MAJALAH ICT – Jakarta. Pemerintah perlu berhati-hati terkait merger PT XL Axiata dengan PT AXIS Telekom Indonesia. Hal itu karena terkait dengan kewajiban membayar BHP AXIS yang masih hingga beberapa tahun ke depan.
Demikian dikatakan Pengamat Telekomunikasi Kamilov Sagala kepada wartawan di Jakarta. "Sebenarnya yang diharapkan XL adalah frekuensi, sedangkan masalah utang, mestinya bukan masalah besar bagi XL. Jadi, pemerintah tetap harus mengkajinya lebih dalam agar tidak terjadi kesalahan kebijakan yang akhirnya merugikan industri keseluruhan," kata Kamilov.
Ditambahkan oleh Mantan Anggota BRTI ini, perlu diwaspadai juga adanya indikasi kerugian negara dari pembayaran biaya hak penggunaan (BHP) frekuensi 3G Axis yang seharusnya dilakukan secara bertahap selama 10 tahun dari 2006.

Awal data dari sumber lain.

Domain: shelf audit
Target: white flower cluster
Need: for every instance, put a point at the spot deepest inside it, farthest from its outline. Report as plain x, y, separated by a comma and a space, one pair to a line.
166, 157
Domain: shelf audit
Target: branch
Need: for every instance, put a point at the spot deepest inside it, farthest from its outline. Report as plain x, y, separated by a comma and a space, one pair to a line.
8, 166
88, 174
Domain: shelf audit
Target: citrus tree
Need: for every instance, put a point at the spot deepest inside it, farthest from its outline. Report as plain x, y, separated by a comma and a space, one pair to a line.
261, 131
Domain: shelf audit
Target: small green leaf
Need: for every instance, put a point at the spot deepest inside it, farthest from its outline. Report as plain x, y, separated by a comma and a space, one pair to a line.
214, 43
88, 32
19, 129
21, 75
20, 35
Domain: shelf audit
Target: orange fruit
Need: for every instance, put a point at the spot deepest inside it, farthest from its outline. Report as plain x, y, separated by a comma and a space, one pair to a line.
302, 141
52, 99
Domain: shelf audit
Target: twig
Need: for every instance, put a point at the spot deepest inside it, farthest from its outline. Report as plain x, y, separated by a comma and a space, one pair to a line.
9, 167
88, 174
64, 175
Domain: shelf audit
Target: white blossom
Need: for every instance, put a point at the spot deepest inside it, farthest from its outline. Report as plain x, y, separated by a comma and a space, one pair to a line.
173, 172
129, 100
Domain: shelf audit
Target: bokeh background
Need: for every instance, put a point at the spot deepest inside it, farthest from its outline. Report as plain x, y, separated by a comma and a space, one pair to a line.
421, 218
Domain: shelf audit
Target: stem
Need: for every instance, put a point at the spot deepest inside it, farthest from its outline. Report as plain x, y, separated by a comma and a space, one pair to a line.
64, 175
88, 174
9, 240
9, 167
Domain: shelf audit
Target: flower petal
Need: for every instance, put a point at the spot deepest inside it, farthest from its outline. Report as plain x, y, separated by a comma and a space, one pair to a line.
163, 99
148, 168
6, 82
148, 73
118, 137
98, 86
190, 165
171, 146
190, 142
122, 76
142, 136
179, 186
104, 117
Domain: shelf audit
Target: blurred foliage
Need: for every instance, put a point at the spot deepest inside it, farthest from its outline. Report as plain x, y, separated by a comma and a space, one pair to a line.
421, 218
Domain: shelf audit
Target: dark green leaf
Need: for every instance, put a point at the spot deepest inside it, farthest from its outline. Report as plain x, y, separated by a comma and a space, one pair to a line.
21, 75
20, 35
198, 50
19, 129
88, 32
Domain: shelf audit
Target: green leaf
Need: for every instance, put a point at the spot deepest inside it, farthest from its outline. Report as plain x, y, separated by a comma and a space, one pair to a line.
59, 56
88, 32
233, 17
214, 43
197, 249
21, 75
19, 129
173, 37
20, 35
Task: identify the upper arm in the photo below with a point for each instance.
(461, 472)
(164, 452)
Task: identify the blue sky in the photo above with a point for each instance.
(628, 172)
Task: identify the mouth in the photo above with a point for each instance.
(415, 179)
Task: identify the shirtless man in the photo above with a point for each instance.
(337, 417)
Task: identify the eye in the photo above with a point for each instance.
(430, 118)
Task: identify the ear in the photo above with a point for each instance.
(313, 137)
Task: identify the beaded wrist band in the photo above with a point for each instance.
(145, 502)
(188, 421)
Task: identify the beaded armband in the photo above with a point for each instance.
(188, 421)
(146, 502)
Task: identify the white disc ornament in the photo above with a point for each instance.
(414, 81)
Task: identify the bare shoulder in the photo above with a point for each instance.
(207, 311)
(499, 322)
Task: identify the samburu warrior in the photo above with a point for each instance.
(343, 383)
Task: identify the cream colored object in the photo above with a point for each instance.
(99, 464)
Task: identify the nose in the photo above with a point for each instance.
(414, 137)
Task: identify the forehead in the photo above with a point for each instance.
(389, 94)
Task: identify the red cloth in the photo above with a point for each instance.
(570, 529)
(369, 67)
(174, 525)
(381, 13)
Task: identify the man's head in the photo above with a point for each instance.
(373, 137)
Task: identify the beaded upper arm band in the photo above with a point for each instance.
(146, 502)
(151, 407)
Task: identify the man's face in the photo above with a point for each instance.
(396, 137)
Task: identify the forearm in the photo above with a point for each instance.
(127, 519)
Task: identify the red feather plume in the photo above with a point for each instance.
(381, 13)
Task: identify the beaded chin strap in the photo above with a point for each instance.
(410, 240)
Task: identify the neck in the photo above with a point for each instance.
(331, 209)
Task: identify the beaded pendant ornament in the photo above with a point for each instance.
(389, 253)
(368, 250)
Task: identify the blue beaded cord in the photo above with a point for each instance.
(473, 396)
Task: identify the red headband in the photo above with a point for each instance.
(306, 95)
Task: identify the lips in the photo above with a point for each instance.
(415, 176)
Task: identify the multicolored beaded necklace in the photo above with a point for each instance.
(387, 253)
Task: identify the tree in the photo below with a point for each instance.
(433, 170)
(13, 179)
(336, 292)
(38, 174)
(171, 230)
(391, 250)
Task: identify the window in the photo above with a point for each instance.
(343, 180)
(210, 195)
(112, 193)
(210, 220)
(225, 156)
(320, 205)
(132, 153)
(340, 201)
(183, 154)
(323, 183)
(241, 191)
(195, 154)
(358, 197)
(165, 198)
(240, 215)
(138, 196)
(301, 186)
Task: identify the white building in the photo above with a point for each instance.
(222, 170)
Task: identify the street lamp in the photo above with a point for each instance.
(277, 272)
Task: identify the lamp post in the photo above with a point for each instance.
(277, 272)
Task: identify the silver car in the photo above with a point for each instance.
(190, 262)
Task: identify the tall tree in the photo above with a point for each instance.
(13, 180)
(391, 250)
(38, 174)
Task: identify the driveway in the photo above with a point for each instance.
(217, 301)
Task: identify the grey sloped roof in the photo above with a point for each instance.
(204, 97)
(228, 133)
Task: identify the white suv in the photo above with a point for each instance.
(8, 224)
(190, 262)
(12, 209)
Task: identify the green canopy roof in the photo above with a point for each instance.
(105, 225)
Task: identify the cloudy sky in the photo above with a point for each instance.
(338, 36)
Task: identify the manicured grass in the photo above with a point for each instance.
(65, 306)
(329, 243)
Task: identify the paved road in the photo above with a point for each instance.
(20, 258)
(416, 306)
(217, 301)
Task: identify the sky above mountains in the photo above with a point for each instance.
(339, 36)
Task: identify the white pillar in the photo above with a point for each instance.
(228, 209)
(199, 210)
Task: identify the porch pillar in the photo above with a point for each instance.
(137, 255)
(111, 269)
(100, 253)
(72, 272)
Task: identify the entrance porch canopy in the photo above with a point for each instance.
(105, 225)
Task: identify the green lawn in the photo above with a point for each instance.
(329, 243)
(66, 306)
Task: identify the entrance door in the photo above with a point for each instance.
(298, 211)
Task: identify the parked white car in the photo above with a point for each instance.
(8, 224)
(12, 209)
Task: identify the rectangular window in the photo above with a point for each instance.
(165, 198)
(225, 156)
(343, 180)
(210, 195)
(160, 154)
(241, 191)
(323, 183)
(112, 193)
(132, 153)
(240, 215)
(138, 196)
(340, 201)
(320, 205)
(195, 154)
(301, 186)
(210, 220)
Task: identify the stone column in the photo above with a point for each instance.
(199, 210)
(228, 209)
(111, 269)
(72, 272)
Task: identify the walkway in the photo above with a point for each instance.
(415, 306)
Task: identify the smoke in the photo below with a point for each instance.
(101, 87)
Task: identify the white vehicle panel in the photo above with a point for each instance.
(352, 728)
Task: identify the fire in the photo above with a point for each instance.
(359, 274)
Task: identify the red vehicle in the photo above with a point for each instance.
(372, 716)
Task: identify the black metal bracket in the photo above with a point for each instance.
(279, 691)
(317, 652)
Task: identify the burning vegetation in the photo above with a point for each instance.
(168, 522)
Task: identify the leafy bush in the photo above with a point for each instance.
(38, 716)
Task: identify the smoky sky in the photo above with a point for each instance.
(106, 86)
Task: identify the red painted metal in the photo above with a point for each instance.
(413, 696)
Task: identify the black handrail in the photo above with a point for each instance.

Sementara itu, di tempat berbeda, Direktur Eksekutif Indonesia ICT Institute Heru Sutadi, juga menekankan agar pemerintah mewaspadai isu kerugian negara ini jika frekuensi yang sekarang AXIS pegang kemudian diambil ke pemerintah. "Makanya, jika merger, XL harus tanggung jawab sepenuhnya terhadap frekuensi dan kewajiban yang harus dipenuhi AXIS termasuk tunggakan BHP Frekuensi. Jika pemerintah mengambil frekuensi AXIS dan diberikan pada pihak atau operator lain, dikhawatirkan akan ada selisih kewajiban AXIS sebelumnya yang seharusnya dibayarkan. Kalau full frekuensi AXIS diambil alih XL, ketakutan kerugian negara tidak diperlukan," katanya.